Representations and Warranties

The SPA includes market standard representations and warranties provided by each of the Seller, Extrafarma and the Buyer, including, but not limited to, (i) the constitution, valid existence and good standing of each of the Seller, Extrafarma, and the Buyer, (ii) the validity and enforceability of the SPA, (iii) the legal capacity and the absence of consents needed for the execution of the SPA, (iv) the financial capacity of the Buyer, (v) the Seller’s clear title to the shares sold under the SPA and compliance with the procedures related to the exercise of Ultrapar’s shareholders’ preemptive rights to purchase such shares, (vi) Extrafarma’s articles of association, accounts, books and financial statements; (vii) the absence of existing defaults, (viii) Extrafarma’s assets, (ix) litigation, (x) intellectual property, (xi) administrative authorizations and licenses, (xii) environmental matters; and (xiii) other matters related to Extrafarma’s business and operations.

Conditions Precedent for Closing

Pursuant to the SPA, the closing of the Sale is subject to certain conditions precedent, including: (i) the approval of the Sale by the Brazilian antitrust authorities (Conselho Administrativo de Defesa Econômica (CADE); (ii) the performance of all obligations undertaken by the parties under the SPA; (iii) the accuracy of all representations and warranties made by the parties, in all material aspects, as of each of the execution date of the SPA and the closing date of the Sale; (iv) the absence of any law, regulation or order preventing the consummation of the Sale as of its closing date; (v) the consummation of Extrafarma’s corporate reorganization as set forth in the SPA; (vii) the non-occurrence of any material adverse event, as set forth in the SPA; (viii) the exercise of certain preemptive rights of the shareholders of Ultrapar not resulting in their equity interest being in excess of 15% of Extrafarma’s share capital following the closing of the Sale; and (ix) the obtainment by Extrafarma of all third party material consents to carry out the transaction.

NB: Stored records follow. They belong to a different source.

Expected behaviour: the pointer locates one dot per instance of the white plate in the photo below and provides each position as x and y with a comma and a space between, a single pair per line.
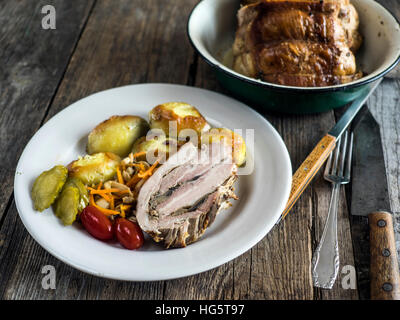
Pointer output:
263, 194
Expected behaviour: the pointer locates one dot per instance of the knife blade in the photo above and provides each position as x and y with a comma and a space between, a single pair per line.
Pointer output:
309, 168
370, 198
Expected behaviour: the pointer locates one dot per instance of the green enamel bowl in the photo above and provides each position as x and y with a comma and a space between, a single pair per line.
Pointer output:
211, 30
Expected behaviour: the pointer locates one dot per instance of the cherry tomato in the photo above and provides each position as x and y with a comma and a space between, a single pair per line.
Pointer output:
96, 223
128, 234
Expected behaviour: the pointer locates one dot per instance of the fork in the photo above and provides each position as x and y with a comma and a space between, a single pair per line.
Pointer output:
325, 262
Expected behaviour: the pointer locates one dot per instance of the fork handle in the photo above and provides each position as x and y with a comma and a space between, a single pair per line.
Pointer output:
308, 169
384, 273
325, 262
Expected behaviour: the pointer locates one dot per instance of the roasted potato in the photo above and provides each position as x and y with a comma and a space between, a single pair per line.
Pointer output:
157, 146
92, 169
228, 136
117, 135
47, 187
185, 115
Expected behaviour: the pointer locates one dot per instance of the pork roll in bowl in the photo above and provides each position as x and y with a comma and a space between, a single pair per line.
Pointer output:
296, 56
169, 178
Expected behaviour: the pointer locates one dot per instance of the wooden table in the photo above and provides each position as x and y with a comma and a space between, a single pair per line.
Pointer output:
100, 44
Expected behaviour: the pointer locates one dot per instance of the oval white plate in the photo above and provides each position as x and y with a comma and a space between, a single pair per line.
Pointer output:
263, 194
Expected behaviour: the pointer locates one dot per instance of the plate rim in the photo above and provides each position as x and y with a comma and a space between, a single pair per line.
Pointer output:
216, 263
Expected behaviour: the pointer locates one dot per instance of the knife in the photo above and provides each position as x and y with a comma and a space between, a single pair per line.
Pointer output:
370, 199
309, 168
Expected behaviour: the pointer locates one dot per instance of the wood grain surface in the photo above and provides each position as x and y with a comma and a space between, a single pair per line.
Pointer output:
308, 169
102, 44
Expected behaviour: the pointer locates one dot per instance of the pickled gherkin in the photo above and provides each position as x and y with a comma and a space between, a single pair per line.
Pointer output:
83, 193
47, 187
67, 204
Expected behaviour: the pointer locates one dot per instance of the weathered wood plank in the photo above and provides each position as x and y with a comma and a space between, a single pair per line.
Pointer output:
32, 62
139, 41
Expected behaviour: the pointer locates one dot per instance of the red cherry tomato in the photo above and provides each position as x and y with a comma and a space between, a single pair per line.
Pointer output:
128, 234
96, 223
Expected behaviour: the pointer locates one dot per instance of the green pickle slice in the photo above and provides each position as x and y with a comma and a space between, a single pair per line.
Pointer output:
83, 192
67, 205
47, 187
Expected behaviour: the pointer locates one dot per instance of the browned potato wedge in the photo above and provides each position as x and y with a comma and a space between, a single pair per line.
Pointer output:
185, 115
228, 136
92, 169
117, 135
157, 146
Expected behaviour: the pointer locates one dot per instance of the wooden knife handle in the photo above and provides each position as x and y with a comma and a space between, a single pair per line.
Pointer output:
308, 169
384, 273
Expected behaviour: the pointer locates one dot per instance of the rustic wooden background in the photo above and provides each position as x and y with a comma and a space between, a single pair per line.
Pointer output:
100, 44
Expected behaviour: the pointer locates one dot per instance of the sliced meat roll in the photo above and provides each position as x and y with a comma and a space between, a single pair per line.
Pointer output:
182, 198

Dispute Resolution, Jurisdiction and Governing Law

All disputes or controversies arising out of, relating to or entered into in connection with SPA, shall be finally settled pursuant to and in accordance with the laws of Brazil and are subject to arbitration the Brazilian stock exchange B3 S.A. – Brasil, Bolsa, Balcão (Câmara de Arbitragem do Mercado). Pursuant to the SPA, the seat of arbitration shall be São Paulo, State of São Paulo, Brazil and the arbitration proceeding shall be conducted in Portuguese.